Face au manque croissant d'experts psychiatres et à l'évolution prévisible des effectifs de psychiatres (en baisse importante) et de psychologues (en forte hausse) ces deux appellations d'expertise devraient être abandonnées au profit d'un concept unique d’”expertise mentale” réalisée indifféremment par des psychiatres ou par des psychologues bien formés, professionnellement expérimentés et compétents pour mener à bien ces missions.

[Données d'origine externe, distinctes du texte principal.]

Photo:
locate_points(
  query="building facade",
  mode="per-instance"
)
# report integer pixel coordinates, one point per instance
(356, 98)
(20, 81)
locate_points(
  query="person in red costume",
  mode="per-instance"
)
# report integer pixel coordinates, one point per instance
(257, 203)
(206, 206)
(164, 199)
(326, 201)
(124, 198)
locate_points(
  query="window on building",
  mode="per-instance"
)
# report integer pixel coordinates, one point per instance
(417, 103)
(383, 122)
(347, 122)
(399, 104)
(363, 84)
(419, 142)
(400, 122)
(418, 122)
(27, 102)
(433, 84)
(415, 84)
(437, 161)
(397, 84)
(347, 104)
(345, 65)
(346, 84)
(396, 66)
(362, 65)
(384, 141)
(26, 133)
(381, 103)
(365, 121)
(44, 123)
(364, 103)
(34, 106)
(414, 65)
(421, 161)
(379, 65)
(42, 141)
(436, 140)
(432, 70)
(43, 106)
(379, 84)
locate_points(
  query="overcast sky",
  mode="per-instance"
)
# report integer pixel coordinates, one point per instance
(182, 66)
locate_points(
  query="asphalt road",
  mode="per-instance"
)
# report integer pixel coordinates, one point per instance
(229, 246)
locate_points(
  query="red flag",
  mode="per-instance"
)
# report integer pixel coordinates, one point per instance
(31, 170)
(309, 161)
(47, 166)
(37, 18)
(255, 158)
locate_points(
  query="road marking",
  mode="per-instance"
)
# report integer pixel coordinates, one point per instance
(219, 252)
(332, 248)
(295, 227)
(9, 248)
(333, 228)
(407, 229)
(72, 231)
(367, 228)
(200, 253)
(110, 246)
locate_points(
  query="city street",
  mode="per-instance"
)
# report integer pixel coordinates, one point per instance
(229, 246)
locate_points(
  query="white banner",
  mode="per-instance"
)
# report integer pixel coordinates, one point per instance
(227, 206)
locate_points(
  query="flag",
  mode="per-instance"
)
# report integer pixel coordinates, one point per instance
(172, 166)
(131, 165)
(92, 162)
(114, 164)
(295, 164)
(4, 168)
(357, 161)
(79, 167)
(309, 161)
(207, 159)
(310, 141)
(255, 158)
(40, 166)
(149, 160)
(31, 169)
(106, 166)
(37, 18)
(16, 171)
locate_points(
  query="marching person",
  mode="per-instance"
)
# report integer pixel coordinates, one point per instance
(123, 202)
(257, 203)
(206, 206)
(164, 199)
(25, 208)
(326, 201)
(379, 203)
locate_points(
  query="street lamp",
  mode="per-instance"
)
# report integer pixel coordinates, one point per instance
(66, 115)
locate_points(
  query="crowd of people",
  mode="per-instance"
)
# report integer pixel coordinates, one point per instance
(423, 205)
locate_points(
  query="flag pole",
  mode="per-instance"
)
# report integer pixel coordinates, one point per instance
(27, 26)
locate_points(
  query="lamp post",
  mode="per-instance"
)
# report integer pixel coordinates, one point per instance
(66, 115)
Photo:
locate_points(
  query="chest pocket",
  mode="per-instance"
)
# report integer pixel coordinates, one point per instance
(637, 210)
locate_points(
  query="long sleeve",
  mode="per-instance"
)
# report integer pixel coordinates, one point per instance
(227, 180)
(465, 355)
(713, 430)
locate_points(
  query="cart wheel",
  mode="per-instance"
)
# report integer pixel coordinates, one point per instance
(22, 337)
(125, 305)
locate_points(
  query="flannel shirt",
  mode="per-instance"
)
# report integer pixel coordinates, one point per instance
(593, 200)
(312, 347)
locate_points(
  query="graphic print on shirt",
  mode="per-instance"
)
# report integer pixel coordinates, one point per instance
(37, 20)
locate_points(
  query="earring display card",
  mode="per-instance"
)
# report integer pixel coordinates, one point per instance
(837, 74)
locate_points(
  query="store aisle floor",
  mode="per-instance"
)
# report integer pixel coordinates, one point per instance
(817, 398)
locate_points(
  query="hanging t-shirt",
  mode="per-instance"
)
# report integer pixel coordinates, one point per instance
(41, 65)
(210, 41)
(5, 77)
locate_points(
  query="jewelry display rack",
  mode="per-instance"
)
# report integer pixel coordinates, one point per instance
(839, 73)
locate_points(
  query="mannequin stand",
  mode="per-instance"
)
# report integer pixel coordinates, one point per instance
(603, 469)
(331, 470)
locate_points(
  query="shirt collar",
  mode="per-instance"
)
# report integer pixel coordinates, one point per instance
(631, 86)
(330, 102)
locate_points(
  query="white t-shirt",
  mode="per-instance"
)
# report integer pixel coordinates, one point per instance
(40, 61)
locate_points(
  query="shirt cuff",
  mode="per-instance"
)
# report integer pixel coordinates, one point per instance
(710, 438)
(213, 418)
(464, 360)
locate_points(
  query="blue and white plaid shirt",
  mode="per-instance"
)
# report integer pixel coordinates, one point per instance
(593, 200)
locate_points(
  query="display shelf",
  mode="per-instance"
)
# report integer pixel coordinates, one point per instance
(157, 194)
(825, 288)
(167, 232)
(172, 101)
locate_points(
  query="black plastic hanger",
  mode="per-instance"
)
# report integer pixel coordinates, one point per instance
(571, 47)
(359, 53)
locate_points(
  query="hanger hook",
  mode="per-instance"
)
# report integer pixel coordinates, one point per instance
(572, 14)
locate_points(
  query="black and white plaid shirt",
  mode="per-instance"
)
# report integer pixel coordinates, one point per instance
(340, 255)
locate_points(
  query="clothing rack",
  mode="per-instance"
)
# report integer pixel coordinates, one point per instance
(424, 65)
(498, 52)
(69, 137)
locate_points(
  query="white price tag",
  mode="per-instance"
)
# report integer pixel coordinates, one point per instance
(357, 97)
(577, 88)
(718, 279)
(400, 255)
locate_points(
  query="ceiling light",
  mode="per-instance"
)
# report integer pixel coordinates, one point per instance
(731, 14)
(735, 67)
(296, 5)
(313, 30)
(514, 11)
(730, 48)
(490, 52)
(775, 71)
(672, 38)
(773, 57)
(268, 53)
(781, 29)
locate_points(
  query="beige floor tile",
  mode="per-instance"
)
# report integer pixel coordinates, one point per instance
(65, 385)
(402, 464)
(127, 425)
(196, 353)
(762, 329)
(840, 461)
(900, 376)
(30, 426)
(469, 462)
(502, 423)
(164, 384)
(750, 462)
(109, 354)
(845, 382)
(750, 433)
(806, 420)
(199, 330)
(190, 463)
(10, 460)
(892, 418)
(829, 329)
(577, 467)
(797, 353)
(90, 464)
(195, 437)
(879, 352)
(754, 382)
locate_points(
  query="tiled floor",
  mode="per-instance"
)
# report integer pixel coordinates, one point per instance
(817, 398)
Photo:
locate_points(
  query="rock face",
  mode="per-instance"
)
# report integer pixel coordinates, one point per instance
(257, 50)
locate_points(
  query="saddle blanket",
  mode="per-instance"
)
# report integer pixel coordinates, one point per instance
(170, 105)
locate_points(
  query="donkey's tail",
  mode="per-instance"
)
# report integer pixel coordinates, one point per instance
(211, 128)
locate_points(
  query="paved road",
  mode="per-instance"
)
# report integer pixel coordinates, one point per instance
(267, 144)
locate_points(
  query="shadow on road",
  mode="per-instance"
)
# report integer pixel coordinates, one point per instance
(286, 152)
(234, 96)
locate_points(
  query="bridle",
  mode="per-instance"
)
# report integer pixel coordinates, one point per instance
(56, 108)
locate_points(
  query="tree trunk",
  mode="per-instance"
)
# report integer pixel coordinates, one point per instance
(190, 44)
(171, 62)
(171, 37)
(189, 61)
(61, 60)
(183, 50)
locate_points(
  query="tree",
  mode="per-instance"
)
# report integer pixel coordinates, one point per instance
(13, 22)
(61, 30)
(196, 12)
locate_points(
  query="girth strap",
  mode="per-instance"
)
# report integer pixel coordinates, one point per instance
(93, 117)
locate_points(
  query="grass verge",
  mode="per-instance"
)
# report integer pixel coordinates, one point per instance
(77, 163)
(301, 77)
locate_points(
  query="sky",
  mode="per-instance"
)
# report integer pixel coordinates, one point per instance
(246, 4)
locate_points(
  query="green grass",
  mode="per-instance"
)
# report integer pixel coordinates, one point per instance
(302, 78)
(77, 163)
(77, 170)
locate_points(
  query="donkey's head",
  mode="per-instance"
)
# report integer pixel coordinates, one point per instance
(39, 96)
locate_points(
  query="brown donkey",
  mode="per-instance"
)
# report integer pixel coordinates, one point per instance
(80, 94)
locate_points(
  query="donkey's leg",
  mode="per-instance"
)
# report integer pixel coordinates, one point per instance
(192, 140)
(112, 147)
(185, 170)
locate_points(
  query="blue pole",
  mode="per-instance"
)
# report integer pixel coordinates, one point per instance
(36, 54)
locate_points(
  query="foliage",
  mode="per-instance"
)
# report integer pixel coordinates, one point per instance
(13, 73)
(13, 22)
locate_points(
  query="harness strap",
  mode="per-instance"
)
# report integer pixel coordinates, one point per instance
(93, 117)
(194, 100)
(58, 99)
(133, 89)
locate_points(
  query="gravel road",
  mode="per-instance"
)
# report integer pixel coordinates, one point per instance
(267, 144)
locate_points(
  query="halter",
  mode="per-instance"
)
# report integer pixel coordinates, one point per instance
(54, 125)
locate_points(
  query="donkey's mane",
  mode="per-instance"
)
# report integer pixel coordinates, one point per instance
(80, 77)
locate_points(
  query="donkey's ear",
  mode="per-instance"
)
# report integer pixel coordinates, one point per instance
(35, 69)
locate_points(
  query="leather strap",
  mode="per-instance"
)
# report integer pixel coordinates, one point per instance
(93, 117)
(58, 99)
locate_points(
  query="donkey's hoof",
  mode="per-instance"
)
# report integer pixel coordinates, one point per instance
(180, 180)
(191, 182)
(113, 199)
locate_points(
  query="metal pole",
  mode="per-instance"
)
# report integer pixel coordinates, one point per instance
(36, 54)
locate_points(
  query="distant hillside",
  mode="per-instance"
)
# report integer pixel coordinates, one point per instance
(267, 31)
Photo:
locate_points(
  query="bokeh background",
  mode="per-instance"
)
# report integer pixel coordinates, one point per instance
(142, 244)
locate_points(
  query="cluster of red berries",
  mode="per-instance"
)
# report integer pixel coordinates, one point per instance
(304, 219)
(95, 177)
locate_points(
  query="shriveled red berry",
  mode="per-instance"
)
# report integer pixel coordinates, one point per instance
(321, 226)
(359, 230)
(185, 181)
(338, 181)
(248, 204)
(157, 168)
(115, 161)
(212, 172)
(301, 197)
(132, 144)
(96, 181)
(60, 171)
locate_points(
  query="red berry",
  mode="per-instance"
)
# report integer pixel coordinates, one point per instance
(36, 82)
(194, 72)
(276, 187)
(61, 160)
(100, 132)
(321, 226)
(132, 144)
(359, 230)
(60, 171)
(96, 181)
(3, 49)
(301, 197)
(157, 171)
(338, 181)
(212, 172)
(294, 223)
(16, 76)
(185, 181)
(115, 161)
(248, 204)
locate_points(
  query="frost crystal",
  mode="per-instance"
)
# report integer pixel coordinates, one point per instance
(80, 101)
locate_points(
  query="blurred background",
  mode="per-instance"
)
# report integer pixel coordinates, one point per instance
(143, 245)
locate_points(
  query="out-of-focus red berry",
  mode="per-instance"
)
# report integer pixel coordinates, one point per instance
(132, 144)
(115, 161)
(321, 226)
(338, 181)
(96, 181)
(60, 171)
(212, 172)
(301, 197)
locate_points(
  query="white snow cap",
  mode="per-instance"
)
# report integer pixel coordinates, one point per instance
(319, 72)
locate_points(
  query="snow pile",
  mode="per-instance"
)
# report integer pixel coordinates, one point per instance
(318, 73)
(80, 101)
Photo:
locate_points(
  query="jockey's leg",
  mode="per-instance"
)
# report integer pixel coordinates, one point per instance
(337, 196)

Ce décloisonnement avec la mise en place de quelques autres grands principes (création d'un consensus clinique et juridique de l'expertise mentale, obligation de formation harmonisée et actualisée des experts, prise en compte de l'expérience professionnelle de terrain des experts, temps passé et périodes opportunes pour réaliser les expertises, revalorisation des actes d'expertise) permettrait de mettre à la disposition de la justice et des justiciables des effectifs suffisants d'experts professionnellement expérimentés et bien formés à la pratique de l'expertise sur l'ensemble du territoire national (métropole et départements et territoires d'Outre-Mer).